Joe Salave'a, who tipped the pass that Arrington picked off, sounded as if he would want no other teammate to tuck the ball in and run than Arrington. "A lot has been said about things between him and the organization, but when all is said and done he showed he still has a nose for the ball. I love him more than just as a teammate. I love him like a brother. He has a knack for being around the football that you can't replace."
After knocking off Tampa Bay, all around the visitors' locker room here you heard the same thing: teammates more happy for Arrington than Arrington was happy for himself.
If this team has been through an odyssey this season, so too has their one-time star linebacker. After all he and his team have put himself through this season -- the contract-grievance acrimony, the injury and lack of playing time -- to come through with an interception and a major contribution was almost unfathomable.
"For things to naturally happen the way they have, it's like a storybook," Arrington said. "Let's just hope it has that Hollywood ending to it."
Who knows what happens next week in Seattle, whether some other frustrated soul breaks out and makes Gibbs and Williams believe in him again.
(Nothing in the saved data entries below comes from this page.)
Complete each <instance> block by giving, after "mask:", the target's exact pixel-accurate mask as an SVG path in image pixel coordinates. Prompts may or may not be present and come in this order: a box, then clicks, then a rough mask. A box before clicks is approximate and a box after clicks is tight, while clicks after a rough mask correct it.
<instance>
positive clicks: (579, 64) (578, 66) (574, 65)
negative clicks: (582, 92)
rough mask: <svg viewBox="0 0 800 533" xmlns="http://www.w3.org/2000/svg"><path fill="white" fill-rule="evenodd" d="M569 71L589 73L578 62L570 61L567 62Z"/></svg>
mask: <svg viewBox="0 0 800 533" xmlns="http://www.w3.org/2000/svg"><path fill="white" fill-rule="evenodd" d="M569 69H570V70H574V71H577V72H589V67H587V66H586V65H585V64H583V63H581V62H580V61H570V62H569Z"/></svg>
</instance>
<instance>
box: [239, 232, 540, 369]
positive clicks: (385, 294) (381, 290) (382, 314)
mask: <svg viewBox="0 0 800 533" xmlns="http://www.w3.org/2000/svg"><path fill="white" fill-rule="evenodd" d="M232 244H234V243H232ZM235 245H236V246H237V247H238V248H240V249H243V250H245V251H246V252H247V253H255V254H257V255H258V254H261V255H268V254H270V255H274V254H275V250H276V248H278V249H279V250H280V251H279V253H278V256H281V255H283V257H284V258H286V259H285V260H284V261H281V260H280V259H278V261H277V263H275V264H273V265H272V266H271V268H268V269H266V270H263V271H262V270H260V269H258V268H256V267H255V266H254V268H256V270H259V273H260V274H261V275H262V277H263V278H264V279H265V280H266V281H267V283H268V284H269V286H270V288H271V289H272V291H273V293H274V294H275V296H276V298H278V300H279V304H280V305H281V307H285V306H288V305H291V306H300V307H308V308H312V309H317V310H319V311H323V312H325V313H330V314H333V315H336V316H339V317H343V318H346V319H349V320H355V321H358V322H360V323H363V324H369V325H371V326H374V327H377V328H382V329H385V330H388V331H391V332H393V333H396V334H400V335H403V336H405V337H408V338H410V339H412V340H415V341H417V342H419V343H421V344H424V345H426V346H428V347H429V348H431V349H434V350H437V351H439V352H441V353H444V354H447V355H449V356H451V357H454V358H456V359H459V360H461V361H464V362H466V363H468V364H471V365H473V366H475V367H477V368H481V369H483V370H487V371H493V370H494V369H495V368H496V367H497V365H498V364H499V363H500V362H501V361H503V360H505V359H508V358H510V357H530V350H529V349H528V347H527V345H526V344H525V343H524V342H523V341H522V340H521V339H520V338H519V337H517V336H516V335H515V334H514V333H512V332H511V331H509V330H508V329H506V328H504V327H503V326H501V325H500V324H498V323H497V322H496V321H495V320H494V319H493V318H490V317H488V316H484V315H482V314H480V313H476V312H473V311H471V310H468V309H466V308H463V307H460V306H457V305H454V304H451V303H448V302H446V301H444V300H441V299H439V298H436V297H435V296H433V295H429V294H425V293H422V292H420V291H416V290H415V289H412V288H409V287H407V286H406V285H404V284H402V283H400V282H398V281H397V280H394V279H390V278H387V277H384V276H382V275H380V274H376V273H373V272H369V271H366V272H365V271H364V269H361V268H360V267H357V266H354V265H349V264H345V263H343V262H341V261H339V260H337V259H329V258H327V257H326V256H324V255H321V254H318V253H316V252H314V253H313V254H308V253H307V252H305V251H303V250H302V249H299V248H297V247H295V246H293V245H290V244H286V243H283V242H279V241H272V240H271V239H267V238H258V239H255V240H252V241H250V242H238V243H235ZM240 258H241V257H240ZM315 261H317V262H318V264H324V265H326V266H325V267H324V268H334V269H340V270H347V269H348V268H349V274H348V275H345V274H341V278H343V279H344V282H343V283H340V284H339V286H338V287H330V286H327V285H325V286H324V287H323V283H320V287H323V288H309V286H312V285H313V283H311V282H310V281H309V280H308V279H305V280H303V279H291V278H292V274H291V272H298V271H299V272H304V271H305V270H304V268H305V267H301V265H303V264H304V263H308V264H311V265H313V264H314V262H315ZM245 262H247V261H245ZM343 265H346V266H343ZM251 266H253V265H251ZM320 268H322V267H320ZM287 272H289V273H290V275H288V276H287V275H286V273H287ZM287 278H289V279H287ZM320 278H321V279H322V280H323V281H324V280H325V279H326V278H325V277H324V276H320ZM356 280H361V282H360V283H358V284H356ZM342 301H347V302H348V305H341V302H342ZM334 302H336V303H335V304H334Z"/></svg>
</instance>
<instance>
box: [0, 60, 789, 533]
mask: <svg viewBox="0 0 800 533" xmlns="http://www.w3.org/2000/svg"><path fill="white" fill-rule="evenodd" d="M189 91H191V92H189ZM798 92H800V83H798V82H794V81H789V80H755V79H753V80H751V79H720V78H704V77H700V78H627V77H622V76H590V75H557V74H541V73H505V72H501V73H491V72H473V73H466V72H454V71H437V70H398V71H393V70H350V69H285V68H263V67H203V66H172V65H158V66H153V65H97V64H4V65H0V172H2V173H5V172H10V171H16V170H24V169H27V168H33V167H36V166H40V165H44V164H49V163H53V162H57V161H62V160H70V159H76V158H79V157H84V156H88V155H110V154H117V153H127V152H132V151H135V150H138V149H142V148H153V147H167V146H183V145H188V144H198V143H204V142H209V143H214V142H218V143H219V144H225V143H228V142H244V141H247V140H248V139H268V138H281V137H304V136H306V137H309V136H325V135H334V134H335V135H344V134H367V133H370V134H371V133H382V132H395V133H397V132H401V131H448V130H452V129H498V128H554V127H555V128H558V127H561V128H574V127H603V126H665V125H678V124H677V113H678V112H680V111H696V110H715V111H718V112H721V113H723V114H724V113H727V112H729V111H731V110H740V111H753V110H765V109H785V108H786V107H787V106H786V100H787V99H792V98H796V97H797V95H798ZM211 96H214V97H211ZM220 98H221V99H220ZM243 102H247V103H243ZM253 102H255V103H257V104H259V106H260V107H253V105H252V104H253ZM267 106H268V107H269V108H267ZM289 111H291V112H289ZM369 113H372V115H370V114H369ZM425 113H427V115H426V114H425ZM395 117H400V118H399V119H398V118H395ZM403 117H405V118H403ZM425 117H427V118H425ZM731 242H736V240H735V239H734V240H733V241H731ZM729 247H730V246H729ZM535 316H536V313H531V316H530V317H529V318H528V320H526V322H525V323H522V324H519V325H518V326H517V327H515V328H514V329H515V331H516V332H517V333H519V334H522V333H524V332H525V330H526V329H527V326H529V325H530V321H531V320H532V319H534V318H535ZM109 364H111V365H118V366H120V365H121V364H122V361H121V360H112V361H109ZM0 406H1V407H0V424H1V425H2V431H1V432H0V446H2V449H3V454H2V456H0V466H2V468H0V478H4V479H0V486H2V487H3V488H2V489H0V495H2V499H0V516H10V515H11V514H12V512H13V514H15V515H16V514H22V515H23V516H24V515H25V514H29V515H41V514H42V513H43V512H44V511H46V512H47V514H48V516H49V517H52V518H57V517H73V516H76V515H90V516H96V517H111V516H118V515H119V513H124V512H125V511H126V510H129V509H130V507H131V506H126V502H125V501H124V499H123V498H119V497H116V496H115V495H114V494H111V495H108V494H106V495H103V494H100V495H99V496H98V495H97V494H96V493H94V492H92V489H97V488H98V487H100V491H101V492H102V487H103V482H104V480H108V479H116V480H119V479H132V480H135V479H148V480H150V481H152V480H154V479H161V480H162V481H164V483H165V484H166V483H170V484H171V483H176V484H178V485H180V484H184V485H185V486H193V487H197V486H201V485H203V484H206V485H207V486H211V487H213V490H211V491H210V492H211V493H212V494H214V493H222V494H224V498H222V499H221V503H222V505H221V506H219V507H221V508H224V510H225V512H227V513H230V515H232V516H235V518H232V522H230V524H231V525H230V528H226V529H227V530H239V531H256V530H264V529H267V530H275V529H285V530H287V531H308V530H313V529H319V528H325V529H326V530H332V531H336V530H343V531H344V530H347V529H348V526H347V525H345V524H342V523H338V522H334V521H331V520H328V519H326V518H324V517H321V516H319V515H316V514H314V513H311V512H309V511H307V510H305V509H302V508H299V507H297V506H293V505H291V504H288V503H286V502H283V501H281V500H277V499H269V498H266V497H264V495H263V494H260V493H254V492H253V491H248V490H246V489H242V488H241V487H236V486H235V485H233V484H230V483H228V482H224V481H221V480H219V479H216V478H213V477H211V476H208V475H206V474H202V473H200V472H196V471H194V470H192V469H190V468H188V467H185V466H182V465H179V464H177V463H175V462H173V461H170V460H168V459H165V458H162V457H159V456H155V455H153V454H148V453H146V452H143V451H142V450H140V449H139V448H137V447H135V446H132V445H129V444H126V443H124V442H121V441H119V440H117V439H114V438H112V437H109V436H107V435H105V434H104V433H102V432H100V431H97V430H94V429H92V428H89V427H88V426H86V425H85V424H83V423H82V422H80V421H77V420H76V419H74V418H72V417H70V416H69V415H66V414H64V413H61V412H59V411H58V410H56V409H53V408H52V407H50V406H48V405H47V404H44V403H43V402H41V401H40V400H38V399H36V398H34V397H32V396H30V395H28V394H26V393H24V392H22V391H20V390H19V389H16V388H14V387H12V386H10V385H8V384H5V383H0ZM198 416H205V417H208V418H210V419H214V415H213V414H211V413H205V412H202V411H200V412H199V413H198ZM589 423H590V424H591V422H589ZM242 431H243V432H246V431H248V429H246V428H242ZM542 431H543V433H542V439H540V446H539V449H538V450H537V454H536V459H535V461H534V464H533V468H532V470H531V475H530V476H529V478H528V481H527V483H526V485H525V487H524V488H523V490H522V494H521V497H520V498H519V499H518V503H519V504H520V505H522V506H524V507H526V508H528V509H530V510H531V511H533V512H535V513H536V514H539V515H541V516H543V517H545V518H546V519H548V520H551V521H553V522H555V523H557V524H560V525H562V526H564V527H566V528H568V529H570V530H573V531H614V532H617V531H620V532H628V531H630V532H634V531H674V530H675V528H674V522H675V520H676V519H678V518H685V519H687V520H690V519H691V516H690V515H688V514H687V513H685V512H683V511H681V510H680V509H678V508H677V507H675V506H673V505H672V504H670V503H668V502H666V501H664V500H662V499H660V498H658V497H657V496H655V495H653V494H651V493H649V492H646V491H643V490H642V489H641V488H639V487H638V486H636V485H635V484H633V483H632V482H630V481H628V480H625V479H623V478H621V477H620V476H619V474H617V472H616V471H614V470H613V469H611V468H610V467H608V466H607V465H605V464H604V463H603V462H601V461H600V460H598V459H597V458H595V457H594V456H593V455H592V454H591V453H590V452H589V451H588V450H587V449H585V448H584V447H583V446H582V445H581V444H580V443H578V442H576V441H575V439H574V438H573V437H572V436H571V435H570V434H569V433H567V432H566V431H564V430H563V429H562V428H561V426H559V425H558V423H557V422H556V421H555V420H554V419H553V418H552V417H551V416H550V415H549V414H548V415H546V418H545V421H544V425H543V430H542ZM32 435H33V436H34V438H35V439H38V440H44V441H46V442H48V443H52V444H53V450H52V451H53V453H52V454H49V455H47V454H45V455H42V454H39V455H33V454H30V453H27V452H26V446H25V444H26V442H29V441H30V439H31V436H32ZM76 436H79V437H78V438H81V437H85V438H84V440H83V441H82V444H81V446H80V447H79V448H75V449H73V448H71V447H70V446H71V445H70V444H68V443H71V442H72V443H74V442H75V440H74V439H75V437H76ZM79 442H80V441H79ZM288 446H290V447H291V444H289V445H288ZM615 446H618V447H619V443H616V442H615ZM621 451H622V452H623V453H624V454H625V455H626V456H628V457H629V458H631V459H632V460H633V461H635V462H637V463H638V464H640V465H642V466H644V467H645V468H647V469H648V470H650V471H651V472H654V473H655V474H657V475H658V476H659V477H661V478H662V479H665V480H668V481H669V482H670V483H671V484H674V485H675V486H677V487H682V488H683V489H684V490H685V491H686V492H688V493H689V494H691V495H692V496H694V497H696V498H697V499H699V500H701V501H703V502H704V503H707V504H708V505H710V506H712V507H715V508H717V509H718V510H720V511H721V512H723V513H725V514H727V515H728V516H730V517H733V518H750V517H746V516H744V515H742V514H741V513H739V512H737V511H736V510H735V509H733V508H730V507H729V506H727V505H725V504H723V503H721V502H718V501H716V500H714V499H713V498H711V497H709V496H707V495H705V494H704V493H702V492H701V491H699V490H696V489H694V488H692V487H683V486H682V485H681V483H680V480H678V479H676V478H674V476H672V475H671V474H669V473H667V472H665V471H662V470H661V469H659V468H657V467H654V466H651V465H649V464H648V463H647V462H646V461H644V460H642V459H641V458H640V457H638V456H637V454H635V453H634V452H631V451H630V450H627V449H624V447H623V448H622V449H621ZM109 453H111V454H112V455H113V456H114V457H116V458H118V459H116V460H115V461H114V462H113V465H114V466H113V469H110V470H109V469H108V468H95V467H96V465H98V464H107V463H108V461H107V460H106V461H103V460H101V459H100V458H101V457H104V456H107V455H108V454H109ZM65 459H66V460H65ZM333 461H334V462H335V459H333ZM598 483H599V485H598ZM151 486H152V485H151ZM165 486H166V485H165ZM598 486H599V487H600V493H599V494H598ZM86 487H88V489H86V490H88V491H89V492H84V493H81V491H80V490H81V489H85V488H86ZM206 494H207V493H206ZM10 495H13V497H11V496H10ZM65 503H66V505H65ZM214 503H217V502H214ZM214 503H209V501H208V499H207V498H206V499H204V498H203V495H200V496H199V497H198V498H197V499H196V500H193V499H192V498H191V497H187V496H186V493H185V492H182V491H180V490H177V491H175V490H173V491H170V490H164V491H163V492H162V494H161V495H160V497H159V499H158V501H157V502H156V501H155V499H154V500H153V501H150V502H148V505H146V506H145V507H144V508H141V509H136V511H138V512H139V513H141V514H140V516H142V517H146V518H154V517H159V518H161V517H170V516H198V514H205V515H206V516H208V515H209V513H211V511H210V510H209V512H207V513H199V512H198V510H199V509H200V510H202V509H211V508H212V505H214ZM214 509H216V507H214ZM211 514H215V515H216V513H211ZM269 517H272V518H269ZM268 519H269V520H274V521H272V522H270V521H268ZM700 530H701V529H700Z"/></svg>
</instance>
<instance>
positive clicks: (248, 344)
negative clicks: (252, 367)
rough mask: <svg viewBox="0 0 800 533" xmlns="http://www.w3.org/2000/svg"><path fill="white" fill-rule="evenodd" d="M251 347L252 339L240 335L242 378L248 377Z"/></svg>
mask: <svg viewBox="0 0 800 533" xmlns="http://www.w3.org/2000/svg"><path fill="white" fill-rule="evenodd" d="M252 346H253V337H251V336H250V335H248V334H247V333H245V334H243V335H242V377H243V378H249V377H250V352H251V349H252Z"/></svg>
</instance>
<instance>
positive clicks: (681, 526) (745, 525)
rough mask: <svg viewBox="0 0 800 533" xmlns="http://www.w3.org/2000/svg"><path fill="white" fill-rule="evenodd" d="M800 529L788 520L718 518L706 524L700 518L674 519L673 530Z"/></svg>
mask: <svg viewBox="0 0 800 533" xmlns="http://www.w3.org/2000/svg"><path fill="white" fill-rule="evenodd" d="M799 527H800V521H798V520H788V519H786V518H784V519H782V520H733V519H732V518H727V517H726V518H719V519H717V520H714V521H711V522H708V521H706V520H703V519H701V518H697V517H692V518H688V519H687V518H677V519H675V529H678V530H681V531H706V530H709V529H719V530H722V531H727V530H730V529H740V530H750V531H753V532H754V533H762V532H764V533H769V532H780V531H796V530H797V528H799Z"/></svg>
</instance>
All that's certain is LaVar Arrington hopes to be a father today and his team lives to play another day. For now, that's seems plenty for which to be thankful.
And who knows what will happen with Taylor. When he was asked about the play during which he spat on Michael Pittman, he replied to reporters, "Which play?" and walked off, a young Turk too caught up in his own victimhood to understand he was wrong.
It's almost cliche to play villians and good guys off one moment of playoff anger. But if Taylor keeps up with this behavior, this thoughtless machismo junk, it's becoming easier to imagine the day when his list of transgressions leaves him running down the sidelines late in a season, carrying the ball toward the end zone and an uncertain future.